With low demand and restricted business operations, the country’s largest banks reported a drop in lending activity in July of 6.7 percent compared to 9.6 percent in June, the Bangko Sentral ng Pilipinas (BSP) said Friday.
“The slowdown in bank lending can be traced to weaker corporate sector performance and declining loan demand, as the ongoing health crisis continued to constrain domestic economic activity,” noted the BSP. In July, the lockdown was less severe than in the months of March to May.
The BSP said domestic liquidity or M3 growth is slightly lower in July. The M3 grew by 14.5 percent year-on-year compared to June’s 14.9 percent. The total money supply stood at P13.609 trillion in July with “demand for credit (remaining) the principal driver of money supply growth,” said the BSP.
Based on central bank preliminary data, the big banks’ outstanding loans –these are the universal and commercial banks — net of reverse repurchase (RRP) placements with the BSP on a month-on-month seasonally-adjusted basis, was down by 0.9 percent.
The total outstanding loans amounted to P9.446 trillion to residents, and net of RRPs, P9.182 trillion.
Also net of RRPs, lending to the production sector went up by 5.9 percent in July to P7.981 trillion. This was a slower growth compared to 8.2 percent in June.
Under residents’ production loans, lending to real estate activities increased by 11.5 percent to P1.722 trillion while lending to information and communication and financial and insurance activities went up by 18.4 percent and 6.3 percent, respectively, to P380.259 billion and P887.145 billion.
Loans released to electricity, gas, steam, and air conditioning supply also rose by 4.4 percent, while human health and social work activities was up by 46.7 percent and transportation and storage grew by 9.7 percent to P1.014 trillion, P83.971 billion and P298.194 billion, respectively.
The BSP reported that total loans to households also expanded slower in July, or up 17.3 percent to P887.614 billion versus 27 percent growth in June. Credit card loans, as well as motor vehicle and salary-based general purpose consumption loans were lower in July.
Credit card loans were steady, up by 27.4 percent to P409.069 billion while motor vehicle loans slowed to P381.463 billion or a growth of 9.6 percent from 28.5 percent in June. Loans tagged as general purpose salary loans went up by 11.3 percent in July from 13.4 percent in June to P80.804 billion.
The BSP said its “measures to ensure the flow of credit to affected households and businesses are expected to gain further traction in the coming months and help drive lending activity. Sustained monetary and fiscal policy support should likewise help shore up market sentiment as the economy gradually reopens.”

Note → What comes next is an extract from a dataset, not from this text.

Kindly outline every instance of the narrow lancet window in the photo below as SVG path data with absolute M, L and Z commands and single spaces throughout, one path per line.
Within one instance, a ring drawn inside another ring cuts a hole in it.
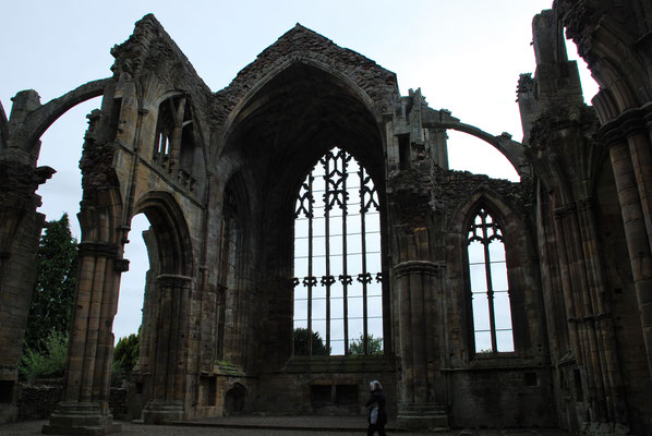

On a month-on-month seasonally-adjusted basis, domestic liquidity increased by 0.5 percent. Domestic claims was up by 12.3 percent year-on-year in July from 13.3 percent in June.
According to the BSP, the claims on the private sector which was “driven mainly by bank lending to non-financial private corporations and households, grew at a weaker pace due to constrained economic activity and soft corporate sector performance.”
In July, the net borrowings by the central government grew by 51.7 percent compared to 53.2 percent in June because of the government’s funding requirement for its initiatives against the COVID-19 health crisis, said the BSP.
“The BSP will remain vigilant over domestic liquidity and credit dynamics amid the gradual reopening of the economy,” the central bank said. “The BSP remains prepared to deploy all necessary measures to ensure that liquidity and credit remain sufficient to support domestic demand amid the COVID-19 pandemic.”